A cena da suplente de vereadora escanteada e tratada com desprezo dentro do PL — partido da extrema-direita brasileira — é o retrato mais fiel do que essa legenda de golpistas, fascistas e milicianos representa. Enquanto usam rostos diversos como fachada para conseguir votos durante as campanhas, nos bastidores o que impera é a velha dinâmica excludente dos "machos-alfa" brancos e afortunados, que olham com nojo para quem não pertence à sua bolha de privilégios. Não há espaço real para pretos, pobres ou periféricos em um projeto político que alimenta o preconceito e serve apenas aos interesses de uma elite arcaica e colonizada.
O que mais causa indignação, no entanto, é ver parte das próprias minorias marchando de mãos dadas com quem os despreza e ativamente trabalha para mantê-los subjugados.
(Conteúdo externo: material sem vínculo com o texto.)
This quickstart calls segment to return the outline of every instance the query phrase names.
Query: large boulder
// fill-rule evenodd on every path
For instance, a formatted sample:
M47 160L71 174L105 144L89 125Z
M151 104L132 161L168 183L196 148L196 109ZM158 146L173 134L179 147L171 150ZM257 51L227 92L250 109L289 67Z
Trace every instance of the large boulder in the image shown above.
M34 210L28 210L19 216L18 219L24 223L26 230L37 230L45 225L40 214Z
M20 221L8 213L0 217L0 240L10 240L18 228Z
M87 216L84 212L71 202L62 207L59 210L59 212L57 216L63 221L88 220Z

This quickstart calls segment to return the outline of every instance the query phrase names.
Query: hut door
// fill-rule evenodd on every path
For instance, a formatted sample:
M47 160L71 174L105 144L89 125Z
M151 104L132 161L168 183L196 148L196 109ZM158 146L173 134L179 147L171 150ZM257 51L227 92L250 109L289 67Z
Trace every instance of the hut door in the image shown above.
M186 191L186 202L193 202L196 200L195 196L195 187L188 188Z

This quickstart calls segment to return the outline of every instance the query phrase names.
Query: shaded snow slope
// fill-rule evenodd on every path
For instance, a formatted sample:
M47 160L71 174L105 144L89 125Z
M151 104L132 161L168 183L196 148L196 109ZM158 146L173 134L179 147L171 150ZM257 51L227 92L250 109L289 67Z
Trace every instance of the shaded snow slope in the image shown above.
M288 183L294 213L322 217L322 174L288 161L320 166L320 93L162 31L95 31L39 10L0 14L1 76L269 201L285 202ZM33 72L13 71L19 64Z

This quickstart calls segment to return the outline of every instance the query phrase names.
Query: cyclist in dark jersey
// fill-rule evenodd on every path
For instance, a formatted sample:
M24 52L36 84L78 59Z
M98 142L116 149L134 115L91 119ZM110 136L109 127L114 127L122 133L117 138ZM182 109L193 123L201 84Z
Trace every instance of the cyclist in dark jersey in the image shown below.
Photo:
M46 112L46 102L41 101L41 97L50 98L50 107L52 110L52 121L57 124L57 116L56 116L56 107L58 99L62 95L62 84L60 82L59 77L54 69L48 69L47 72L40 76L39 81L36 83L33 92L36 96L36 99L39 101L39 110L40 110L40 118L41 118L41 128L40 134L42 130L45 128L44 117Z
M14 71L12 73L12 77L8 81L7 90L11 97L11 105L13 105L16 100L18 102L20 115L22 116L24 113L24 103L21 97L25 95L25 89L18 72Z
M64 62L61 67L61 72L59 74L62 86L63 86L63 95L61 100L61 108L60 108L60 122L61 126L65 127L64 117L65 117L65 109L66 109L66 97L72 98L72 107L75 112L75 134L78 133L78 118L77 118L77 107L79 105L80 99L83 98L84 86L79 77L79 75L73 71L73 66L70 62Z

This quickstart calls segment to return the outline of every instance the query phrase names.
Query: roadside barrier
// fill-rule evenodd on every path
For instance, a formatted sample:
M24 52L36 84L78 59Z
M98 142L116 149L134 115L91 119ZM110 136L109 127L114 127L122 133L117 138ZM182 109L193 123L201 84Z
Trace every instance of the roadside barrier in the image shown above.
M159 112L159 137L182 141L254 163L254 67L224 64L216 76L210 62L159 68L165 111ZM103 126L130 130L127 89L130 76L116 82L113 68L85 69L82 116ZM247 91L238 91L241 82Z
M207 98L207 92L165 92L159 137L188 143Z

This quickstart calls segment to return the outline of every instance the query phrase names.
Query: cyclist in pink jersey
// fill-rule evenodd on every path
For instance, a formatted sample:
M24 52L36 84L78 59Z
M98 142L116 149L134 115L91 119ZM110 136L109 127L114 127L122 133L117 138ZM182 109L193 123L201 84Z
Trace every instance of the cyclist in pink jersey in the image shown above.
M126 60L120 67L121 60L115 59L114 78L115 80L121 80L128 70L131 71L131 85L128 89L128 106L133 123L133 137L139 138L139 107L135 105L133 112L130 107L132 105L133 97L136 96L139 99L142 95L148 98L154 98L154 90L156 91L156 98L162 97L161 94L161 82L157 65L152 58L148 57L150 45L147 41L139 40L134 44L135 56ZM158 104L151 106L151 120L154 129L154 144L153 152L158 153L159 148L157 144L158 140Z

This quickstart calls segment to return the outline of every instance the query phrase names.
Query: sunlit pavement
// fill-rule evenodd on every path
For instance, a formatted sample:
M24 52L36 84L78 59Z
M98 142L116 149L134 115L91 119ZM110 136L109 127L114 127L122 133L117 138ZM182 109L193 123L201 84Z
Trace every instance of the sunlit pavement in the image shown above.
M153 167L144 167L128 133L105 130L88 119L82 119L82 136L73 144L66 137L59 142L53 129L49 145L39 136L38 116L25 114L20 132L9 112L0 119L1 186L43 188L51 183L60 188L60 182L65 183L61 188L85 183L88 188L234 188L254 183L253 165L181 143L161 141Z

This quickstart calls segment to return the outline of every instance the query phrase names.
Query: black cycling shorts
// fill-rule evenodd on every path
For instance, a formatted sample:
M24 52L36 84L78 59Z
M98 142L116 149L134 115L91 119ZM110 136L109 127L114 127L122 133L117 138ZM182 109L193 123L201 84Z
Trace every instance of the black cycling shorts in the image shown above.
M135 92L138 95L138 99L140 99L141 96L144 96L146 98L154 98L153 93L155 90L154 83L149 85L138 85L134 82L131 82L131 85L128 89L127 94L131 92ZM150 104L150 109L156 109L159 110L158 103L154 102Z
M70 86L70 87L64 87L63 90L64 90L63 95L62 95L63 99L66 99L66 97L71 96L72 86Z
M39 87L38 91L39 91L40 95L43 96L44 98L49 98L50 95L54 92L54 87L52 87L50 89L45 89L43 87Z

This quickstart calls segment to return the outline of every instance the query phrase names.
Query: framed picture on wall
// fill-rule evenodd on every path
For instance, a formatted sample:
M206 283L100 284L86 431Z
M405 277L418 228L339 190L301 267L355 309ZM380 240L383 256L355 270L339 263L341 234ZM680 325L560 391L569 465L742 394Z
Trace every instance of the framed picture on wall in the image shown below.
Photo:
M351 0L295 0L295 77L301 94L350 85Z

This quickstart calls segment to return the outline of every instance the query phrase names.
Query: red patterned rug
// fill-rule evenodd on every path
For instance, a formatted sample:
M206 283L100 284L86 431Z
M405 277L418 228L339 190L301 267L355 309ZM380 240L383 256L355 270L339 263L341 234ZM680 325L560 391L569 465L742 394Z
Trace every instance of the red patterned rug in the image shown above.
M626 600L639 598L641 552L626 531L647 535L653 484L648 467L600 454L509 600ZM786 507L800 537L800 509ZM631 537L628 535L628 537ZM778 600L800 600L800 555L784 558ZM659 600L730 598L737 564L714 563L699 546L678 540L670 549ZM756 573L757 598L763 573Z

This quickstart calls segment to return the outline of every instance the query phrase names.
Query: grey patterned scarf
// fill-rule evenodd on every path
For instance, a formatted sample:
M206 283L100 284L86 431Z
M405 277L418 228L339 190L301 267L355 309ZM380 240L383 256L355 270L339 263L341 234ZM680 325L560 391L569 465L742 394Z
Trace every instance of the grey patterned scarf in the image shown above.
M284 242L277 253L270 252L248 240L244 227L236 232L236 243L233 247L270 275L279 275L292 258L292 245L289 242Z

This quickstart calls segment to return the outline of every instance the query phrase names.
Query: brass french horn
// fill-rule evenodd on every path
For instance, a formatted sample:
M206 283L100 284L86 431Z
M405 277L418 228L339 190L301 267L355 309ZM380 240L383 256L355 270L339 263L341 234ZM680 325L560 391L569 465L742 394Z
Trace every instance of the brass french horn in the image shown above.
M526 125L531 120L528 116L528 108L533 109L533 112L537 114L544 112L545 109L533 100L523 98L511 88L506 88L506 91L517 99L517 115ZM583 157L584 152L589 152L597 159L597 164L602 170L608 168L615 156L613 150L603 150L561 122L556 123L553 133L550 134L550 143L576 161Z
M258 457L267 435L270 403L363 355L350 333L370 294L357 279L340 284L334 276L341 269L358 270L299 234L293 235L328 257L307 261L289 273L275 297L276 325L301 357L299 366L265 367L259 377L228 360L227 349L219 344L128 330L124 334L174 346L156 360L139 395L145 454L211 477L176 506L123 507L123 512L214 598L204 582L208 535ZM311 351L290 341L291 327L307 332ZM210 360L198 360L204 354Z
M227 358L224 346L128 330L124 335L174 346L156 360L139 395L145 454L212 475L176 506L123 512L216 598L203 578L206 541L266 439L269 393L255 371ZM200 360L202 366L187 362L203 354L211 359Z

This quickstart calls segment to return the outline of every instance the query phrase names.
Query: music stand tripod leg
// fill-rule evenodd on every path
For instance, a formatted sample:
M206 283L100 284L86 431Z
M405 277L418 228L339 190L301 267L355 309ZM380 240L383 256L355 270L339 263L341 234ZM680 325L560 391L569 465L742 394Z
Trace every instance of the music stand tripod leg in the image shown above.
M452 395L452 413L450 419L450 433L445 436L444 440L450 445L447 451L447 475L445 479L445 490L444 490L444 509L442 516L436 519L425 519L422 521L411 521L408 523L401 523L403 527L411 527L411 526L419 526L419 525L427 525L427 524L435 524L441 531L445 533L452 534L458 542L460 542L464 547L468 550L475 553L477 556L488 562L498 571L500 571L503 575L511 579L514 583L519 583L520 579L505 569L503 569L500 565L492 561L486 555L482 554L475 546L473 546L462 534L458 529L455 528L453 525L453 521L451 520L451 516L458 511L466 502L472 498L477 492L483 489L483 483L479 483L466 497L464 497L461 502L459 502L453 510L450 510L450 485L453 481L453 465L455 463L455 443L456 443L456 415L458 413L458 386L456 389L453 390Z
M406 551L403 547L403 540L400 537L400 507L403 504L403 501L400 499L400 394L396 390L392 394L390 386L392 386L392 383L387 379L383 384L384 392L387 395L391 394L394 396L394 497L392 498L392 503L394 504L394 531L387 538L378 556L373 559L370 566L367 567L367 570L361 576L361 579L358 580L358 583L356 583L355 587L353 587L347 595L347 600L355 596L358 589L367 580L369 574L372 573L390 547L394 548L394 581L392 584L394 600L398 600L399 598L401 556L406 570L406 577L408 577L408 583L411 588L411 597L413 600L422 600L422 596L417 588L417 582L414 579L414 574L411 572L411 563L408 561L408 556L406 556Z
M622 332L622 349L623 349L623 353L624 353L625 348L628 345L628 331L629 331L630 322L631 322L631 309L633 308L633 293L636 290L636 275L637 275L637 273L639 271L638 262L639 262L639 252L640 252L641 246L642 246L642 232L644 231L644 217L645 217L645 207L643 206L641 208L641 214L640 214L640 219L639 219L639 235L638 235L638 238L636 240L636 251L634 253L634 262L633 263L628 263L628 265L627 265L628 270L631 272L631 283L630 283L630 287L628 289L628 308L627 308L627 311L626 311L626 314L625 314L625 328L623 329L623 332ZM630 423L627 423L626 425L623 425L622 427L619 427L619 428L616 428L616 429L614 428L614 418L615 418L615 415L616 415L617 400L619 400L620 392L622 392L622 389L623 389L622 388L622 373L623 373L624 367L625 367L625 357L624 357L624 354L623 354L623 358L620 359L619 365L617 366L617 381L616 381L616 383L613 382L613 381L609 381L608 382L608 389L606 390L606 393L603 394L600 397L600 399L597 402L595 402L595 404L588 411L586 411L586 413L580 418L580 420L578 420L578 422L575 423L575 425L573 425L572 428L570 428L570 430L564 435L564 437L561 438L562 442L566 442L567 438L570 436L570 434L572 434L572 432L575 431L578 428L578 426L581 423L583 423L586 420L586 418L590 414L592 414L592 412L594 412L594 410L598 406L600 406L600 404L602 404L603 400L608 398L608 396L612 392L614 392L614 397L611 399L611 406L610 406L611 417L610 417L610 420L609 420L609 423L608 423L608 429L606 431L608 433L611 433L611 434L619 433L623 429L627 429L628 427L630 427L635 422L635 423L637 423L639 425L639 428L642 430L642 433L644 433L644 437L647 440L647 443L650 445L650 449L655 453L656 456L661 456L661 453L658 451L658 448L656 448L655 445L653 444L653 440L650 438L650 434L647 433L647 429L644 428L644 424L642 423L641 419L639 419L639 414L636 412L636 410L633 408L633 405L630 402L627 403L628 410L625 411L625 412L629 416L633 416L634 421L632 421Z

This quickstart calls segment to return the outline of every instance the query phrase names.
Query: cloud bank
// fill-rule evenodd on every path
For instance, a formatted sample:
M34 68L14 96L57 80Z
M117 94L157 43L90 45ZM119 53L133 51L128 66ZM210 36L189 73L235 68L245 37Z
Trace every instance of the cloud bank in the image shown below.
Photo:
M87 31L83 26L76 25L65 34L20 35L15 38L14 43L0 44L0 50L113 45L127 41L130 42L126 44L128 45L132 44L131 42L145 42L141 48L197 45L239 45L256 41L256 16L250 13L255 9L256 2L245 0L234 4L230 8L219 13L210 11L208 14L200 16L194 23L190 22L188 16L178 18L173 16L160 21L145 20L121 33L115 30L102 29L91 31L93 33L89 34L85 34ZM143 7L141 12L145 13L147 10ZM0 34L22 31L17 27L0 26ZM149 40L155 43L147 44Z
É de uma cegueira profunda abraçar figuras como a familícia e sua corja, que destilam ódio contra tudo o que foge ao padrão da casa-grande — seja o pobre, o preto, o trabalhador, o petista ou qualquer um que ouse desafiar a ordem deles.
A turma do rachadinhas, bananinha e chupetinha prova o tempo todo que nos odeia; seja por meio de projetos, discursos, propostas ou entrevistas, estão sempre contra as minorias, deixando claro que esse espaço não é nosso e nos tratando como escória nos corredores do poder enquanto exigem submissão cega.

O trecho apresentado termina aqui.